Le relèvement de l’offre de Royalty Pharma sur Elan pourrait ne pas suffire
Royalty Pharma est prêt à payer le prix fort pour s’offrir Elan. Le fonds d’investissement américain vient une nouvelle fois de relever son offre sur le laboratoire pharmaceutique irlandais, proposant 13 dollars par action en numéraire et un certificat de valeur conditionnelle (CVR) d’un maximum de 2,50 dollars par titre si Tysabri, traitement de la sclérose en plaques, atteint certains objectifs. Tysabri appartient à Biogen, mais Elan perçoit dessus des redevances liées aux ventes. Au mieux, cette offre valorise Elan près de 8 milliards de dollars. Soit une amélioration de l’offre de plus de 20% depuis la première proposition du mois de février.

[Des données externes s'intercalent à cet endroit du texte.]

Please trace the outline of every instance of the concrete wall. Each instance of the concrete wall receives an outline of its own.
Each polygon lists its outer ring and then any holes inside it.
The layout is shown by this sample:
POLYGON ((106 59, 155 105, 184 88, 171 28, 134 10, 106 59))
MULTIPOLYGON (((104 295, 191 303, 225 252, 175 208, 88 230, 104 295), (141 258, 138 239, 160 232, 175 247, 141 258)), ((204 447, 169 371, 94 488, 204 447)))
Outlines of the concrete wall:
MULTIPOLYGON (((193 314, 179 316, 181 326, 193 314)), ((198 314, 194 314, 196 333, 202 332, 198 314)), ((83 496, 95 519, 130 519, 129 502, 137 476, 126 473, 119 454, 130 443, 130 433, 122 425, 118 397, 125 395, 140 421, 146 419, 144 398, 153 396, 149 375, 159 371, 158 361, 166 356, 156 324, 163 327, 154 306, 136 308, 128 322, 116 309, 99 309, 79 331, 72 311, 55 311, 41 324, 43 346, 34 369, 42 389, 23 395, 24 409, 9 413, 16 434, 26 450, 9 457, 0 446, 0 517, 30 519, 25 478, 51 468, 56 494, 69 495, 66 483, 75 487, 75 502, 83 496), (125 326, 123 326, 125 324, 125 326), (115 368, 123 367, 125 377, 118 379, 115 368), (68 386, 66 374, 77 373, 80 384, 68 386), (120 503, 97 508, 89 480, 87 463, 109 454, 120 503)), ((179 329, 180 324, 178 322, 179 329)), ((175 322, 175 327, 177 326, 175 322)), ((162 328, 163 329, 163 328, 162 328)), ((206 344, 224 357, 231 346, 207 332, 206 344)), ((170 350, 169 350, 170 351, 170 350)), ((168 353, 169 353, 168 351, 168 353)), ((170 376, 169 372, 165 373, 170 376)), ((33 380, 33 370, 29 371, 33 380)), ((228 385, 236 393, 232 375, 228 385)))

A l’époque, Elan offrait seulement 11 dollars par action, avant de relever son prix à 12,50 dollars en mai tout en réduisant le taux d’acceptation à 50% plus une action au lieu de 90% précédemment. Un relèvement suivi d’un nouveau rejet d’Elan. Parallèlement, le laboratoire irlandais a tenté comme il le pouvait de contrer l’offre.
D’une part, en proposant de redistribuer à ses actionnaires sous forme de dividendes 20% des futures redevances perçues sur Tysabri. D’autre part, en signant un accord de partage de revenus (de 5% à 20% des ventes) avec Theravance sur quatre traitements de maladies respiratoires en cours de développement, accord pour lequel il a déboursé un milliard de dollars.
Cette offre est «très, très généreuse», estime UBS, tout en doutant que les actionnaires approuvent les propositions de la direction d’Elan, lors de l’assemblée générale du 17 juin prochain. «A première vue, c’est sans doute insuffisant, estime pour sa part Exane BNP Paribas. La bataille s’annonce longue».
Pour l’heure, Elan attend d’étudier cette nouvelle offre avant de se prononcer, et recommande à ses actionnaires d’attendre. Elan se valorise entre 15,50 et 20,80 dollars par action. Néanmoins, dès l’ouverture à New York, le cours évoluait au-dessus de la barre des 13 dollars.
Le CVR d’un maximum de 2,50 dollars sera versé si trois étapes sont atteintes. D’une part, si les autorités sanitaires américaines autorisent l’usage de Tysabri pour une forme chronique progressive secondaire de la sclérose en plaques avant 2017. D’autre part, si les ventes annuelles mondiales de Tysabri atteignent 2,6 milliards de dollars avant fin 2015. Enfin, si le chiffre d’affaires atteint 3,1 milliards avant la fin 2017.